Cardiopulmonary dysfunction and viral replication are not significantly altered in influenza-infected C57BL/6-congenic CD73-knockout (CD73-KO) mice. A–C: effect of infection of CD73-KO mice with H1N1 influenza A/WSN/33 virus on body weight (BWT, %change from day 0, n > 15 per mouse strain), carotid arterial O2 saturation (SaO2, n > 15 per mouse strain), and heart rate (beats/min, n > 15 per mouse strain) at 0–6 days postinfection (dpi). D: effect on viral titers in lung homogenates at 6 dpi (n = 8–9 per mouse strain). #P < 0.001 vs. WT mice. Values are means ± SE.
CD73-KO mice are not protected from pulmonary edema following influenza infection.
There was no difference in lung water content (wet-to-dry weight ratio) between uninfected WT and CD73-KO mice (Fig. 3). Lung water content was significantly and comparably increased in both mouse strains at 6 dpi.
Fig. 3.
CD73-KO mice are not protected from pulmonary edema following influenza infection. Effects of H1N1 influenza A/WSN/33 infection for 6 days on lung water content (wet-to-dry weight ratio) in WT controls and CD73-KO mice (n = 11 per mouse strain). Values are means ± SE.
Detrimental effects of influenza infection on pulmonary compliance and resistance are not attenuated in CD73-KO mice.
Interstitial edema can result in a decrease in pulmonary compliance, which is a measurement of distensibility of the lung parenchyma. Static and dynamic lung compliance (Fig. 4, A and B) did not differ between uninfected WT and CD73-KO mice. Influenza A virus infection resulted in significant and comparable decreases in static and dynamic lung compliance at 6 dpi in both mouse strains.
Fig. 4.
Detrimental effects of influenza infection on pulmonary compliance and resistance are not attenuated in CD73-KO mice.

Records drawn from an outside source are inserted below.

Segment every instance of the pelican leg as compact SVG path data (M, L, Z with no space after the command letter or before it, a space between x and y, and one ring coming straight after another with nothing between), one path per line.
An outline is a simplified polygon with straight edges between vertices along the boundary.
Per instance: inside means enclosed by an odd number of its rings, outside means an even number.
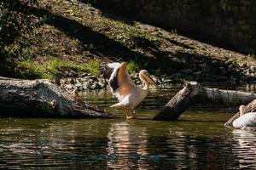
M130 117L130 115L128 113L128 110L125 109L125 114L126 114L126 119L128 119L128 117Z
M131 109L125 110L125 111L126 111L126 119L135 119L136 118L135 114L131 110Z

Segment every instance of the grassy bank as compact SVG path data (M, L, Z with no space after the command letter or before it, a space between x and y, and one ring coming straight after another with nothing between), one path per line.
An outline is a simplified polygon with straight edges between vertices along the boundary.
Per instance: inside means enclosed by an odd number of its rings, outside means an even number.
M204 44L176 31L102 14L83 2L20 3L18 13L26 24L15 30L14 37L3 46L1 75L51 80L84 71L98 75L103 61L125 60L131 72L148 69L156 75L197 71L204 62L211 65L214 61L215 67L230 67L230 71L255 64L253 55Z

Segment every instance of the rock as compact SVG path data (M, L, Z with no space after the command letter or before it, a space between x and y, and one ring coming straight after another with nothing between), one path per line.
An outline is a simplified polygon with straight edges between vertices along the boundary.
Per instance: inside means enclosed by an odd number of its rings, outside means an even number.
M253 72L255 72L255 71L256 71L256 66L251 65L251 66L250 66L250 70L251 70Z
M66 88L71 90L71 89L73 88L73 86L72 84L67 84L67 85L66 86Z
M179 72L182 74L191 74L193 71L191 69L184 69L181 70Z
M193 74L194 74L194 75L201 75L201 71L195 71L195 72L194 72Z

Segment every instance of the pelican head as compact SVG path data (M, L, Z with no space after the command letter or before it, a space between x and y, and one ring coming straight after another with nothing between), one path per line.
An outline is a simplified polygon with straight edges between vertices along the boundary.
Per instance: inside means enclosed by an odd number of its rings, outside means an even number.
M239 111L240 111L240 116L246 114L247 111L247 107L245 105L240 105Z
M150 77L149 73L148 72L148 71L146 70L141 70L139 76L141 77L141 79L144 80L143 82L145 83L149 83L152 84L155 87L158 87L158 85L156 84L156 82Z

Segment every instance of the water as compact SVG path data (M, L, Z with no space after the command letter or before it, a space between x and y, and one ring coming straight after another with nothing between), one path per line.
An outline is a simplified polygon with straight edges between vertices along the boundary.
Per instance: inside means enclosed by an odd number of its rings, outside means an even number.
M252 169L256 131L224 128L237 106L197 105L177 122L153 117L182 87L154 90L126 121L108 91L84 94L119 118L0 118L1 169ZM255 86L222 87L255 92Z

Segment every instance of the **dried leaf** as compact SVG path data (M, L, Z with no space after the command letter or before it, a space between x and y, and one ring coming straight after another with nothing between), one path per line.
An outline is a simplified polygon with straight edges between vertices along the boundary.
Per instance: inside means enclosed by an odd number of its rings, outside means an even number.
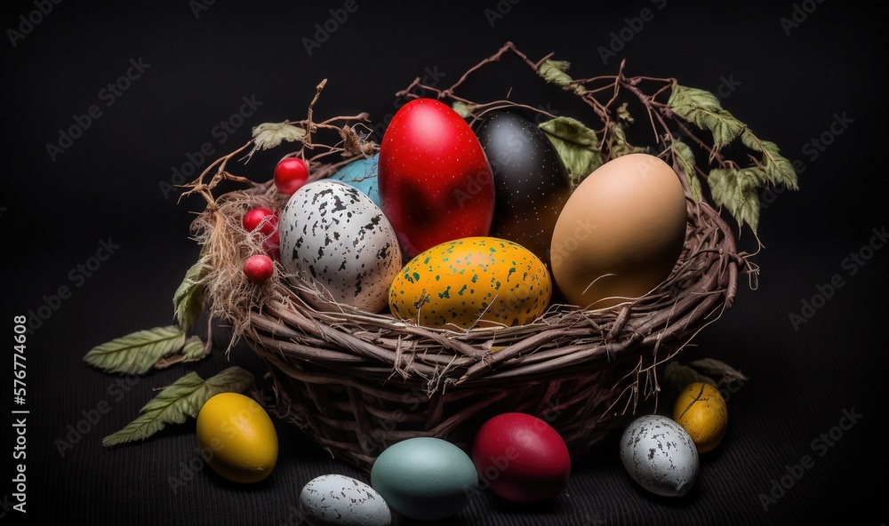
M756 232L759 222L759 193L765 182L765 172L757 167L715 168L710 171L707 182L710 195L718 206L725 206L738 221Z
M691 362L694 367L702 369L707 374L718 375L719 385L731 384L733 382L746 382L750 379L740 371L735 370L728 363L714 360L713 358L702 358Z
M105 372L144 374L162 358L180 352L184 346L185 332L181 327L155 327L97 346L86 353L84 361Z
M295 142L306 136L305 128L295 126L290 123L263 123L253 126L254 150L273 148L282 141Z
M688 181L688 188L692 194L692 197L695 201L701 201L701 179L698 178L697 171L694 169L694 152L692 151L691 147L678 139L674 139L670 143L670 148L673 150L673 155L678 161L683 173L685 174L685 180Z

A–D: effects of H1N1 influenza A/WSN/33 infection for 6 days on static lung compliance (CST, ml/cmH2O × 10), dynamic lung compliance (CDYN, ml/cmH2O × 10), baseline total lung resistance (RBASAL, cmH2O·s·ml−1), and maximal lung resistance following nebulization of 50 mg/ml methacholine (RMAX, cmH2O·s·ml−1). #P < 0.001 vs. WT at the same time point. Values are means ± SE (n = 15 per mouse strain).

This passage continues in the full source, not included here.